A patient presents with enophthalmos after a trauma to face by blunt object. There is no fever or extraocutar muscle palsy. Diagnosis is –
First, I need to think about the possible causes of enophthalmos following trauma. Common causes include orbital floor fractures (blowout fractures), which can lead to herniation of orbital contents into the maxillary sinus. This can cause the eye to sink in because the orbital volume increases. Since there's no fever, infection is less likely. Also, no extraocular muscle palsy suggests that the muscles aren't entrapped, which is a feature of blowout fractures. So maybe the correct answer is blowout fracture.
Looking at the options, the correct answer is probably blowout fracture (Option C). Let me check the other options. Orbital cellulitis would present with fever and proptosis, not enophthalmos. Orbital tumor would have other signs like proptosis, pain, or visual changes. Thyroid eye disease is chronic and not related to trauma. So the other options don't fit. The key here is the trauma history and the enophthalmos without signs of infection or muscle involvement. Clinical pearl: Remember that blowout fractures present with enophthalmos, diplopia, and possible periorbital swelling. High-yield fact: Traumatic enophthalmos is often due to orbital floor fracture with herniation of orbital fat and muscle into the maxillary sinus. Correct Answer: C. Blowout fracture.
**Core Concept**
Enophthalmos following blunt facial trauma is typically caused by an orbital floor fracture (blowout fracture), leading to herniation of orbital contents into the maxillary sinus. This increases orbital volume, causing the eye to sink inward. The absence of fever and extraocular muscle palsy helps differentiate it from other conditions.

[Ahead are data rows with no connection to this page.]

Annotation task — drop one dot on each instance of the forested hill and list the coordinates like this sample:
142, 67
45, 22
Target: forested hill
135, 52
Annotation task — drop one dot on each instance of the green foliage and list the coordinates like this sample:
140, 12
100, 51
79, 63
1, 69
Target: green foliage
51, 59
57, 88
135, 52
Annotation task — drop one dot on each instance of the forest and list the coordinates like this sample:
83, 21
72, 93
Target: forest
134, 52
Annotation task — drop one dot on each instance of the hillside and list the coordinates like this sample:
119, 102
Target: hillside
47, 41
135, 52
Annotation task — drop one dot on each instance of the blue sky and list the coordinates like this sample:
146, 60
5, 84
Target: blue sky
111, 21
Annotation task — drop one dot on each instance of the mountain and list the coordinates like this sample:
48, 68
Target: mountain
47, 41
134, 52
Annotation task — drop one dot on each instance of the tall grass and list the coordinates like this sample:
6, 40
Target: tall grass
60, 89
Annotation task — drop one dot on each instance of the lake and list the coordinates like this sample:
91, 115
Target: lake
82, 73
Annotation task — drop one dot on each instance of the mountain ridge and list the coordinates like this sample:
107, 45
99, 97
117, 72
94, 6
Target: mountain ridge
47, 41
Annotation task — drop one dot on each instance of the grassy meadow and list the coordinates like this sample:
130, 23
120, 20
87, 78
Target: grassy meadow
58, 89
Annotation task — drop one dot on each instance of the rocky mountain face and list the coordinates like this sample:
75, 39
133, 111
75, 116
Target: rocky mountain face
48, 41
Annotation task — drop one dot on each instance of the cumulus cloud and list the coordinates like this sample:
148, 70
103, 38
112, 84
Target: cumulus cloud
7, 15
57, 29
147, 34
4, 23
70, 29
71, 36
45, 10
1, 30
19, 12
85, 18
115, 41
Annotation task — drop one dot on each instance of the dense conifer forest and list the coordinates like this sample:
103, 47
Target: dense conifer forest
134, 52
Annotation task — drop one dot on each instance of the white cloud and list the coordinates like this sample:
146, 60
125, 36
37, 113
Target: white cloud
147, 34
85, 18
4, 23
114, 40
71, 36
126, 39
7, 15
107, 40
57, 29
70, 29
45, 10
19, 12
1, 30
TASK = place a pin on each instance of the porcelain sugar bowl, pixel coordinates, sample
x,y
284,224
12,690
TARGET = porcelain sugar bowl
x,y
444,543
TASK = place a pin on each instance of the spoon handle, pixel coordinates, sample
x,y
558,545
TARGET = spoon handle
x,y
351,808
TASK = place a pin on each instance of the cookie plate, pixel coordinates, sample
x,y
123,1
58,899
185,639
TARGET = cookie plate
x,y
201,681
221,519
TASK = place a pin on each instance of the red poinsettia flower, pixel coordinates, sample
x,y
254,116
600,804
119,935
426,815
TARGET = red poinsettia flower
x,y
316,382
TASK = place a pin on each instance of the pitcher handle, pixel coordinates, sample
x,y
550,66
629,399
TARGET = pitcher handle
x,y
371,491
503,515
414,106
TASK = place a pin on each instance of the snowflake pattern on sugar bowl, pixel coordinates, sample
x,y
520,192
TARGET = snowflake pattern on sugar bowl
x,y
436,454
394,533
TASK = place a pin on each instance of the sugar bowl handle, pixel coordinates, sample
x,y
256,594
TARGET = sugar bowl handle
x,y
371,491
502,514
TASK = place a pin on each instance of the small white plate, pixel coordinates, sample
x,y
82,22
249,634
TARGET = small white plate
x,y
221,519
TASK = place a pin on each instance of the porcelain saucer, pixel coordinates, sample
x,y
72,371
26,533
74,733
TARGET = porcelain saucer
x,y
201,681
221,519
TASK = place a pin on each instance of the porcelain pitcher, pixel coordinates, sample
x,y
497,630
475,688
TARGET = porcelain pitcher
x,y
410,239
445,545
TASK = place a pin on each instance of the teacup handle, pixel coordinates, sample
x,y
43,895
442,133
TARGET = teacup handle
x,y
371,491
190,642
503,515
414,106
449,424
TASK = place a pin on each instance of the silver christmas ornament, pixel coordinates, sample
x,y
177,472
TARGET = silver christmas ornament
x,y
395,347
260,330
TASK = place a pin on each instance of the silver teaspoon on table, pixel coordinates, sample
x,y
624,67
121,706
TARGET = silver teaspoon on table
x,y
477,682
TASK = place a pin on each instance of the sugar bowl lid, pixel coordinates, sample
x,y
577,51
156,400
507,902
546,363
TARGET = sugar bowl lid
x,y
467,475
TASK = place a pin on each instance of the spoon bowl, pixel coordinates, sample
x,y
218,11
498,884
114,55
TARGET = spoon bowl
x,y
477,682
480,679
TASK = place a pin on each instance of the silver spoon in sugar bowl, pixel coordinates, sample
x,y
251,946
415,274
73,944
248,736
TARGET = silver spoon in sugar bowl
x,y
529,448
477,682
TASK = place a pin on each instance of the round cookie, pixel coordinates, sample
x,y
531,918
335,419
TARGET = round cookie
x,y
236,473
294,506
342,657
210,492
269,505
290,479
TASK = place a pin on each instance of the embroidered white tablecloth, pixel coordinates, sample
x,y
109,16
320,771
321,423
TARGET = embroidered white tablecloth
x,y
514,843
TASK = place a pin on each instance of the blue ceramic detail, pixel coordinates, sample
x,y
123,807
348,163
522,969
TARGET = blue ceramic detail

**Why the Correct Answer is Right**
Blowout fractures occur when a blunt force impacts the eye, exceeding the strength of the orbital floor (usually the weakest point). The intact globe allows intraorbital fat and muscle to herniate into the maxillary sinus, increasing orbital volume and resulting in enophthalmos. Diplopia may occur due to entrapment of the inferior rectus or lateral rectus muscles, but extraocular muscle palsy (as in true paresis) is absent here.
**Why Each Wrong Option is Incorrect**
**Option A:** Orbital cellulitis presents with proptosis, fever, and periorbital erythema, not enophthalmos.
**Option B:** Orbital tumor typically causes progressive proptosis, not acute enophthalmos after trauma.
**Option D:** Thyroid eye disease (Gravesβ ophthalmopathy) is associated with proptosis, not enophthalmos, and lacks traumatic etiology.
**Clinical Pearl / High-Yield Fact**
Remember the "blowout fracture triad": enophthalmos, diplopia (from muscle entrapment), and periorbital ecchymosis. Always order a CT scan to confirm the diagnosis and assess for herniated tissue or muscle entrapment.